Pengamat: Harga BBM Seharusnya Turun dari Dulu
Fahmi mengkritik dalih Pertamina bahwa yang enggan menurunkan harga demi menutupi kerugian di masa lalu.
Editor: Hasanudin Aco
TRIBUNNEWS.COM, JAKARTA - PT Pertamina sedang melakukan penghitungan jumlah besaran penurunan harga premium sesuai instruksi pemerintah.
Namun, Fahmi Radhi pengamat migas dari Universitas Gadjah Mada (UGM), menilai turunnya harga premium bukanlah masalah utama Pertamina, melainkan pengelolaan yang masih tidak efisien.

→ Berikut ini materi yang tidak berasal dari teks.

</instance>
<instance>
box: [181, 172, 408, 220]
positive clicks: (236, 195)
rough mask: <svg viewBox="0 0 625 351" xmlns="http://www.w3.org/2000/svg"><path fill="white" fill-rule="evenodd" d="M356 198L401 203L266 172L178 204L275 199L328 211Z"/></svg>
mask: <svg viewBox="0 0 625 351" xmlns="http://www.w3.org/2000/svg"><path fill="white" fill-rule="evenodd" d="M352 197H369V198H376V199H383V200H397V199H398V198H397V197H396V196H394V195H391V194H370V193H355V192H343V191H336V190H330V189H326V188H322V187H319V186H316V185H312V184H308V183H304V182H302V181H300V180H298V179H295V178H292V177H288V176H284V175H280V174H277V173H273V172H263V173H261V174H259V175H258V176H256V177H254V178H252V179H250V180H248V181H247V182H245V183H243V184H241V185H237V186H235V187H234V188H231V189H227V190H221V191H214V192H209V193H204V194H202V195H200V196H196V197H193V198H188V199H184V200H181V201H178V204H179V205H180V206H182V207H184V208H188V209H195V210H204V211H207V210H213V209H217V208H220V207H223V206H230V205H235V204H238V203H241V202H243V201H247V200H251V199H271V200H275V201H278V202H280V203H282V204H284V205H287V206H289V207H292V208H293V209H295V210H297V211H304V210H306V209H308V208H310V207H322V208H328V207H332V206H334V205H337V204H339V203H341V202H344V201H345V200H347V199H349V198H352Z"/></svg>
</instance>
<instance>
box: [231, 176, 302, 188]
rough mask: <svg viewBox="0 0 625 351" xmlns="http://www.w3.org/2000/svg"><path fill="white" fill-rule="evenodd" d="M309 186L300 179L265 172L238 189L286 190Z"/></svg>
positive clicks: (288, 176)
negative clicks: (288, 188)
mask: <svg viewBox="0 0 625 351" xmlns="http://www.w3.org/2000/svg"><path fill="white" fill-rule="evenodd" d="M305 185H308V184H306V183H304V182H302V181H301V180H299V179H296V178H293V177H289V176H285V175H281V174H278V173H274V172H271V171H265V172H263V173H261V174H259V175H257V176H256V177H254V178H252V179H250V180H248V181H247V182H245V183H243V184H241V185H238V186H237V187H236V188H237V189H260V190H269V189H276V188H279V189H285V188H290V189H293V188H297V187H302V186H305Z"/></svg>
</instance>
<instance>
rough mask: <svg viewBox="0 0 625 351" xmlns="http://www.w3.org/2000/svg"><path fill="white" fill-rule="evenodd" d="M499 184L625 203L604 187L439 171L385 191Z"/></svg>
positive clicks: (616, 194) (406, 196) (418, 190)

Fahmi meyakini, jika manajemen Pertamina bisa efisien, penurunan harga BBM seharusnya sudah berlangsung sejak PT Pertamina Energy Trading Limited (Petral) dibubarkan.
Pasalnya, setelah Petral bubar, Pertamina bisa membeli minyak dan BBM secara langsung di pasar dunia.
Dengan demikian, rantai perdagangan menjadi lebih pendek.
"Setelah Petral bubar, harga minyak seharusnya bisa turun," tandas Fahmi, Jumat (2/10/2015)..
Fahmi mengkritik dalih Pertamina bahwa yang enggan menurunkan harga demi menutupi kerugian di masa lalu.
“Ini tidak fair, karena kesalahan manajemen pengelolaan Pertamina ditimpakan kepada rakyat selaku konsumen BBM,” ujar Fahmi.
Anggota Tim Reformasi Tata Kelola Migas ini menghitung, penurunan harga premium yang masuk akal saat ini di kisaran Rp 500,00 sampai Rp 1.000,00 perliter dari harga saat ini Rp 7.400,00 per liter.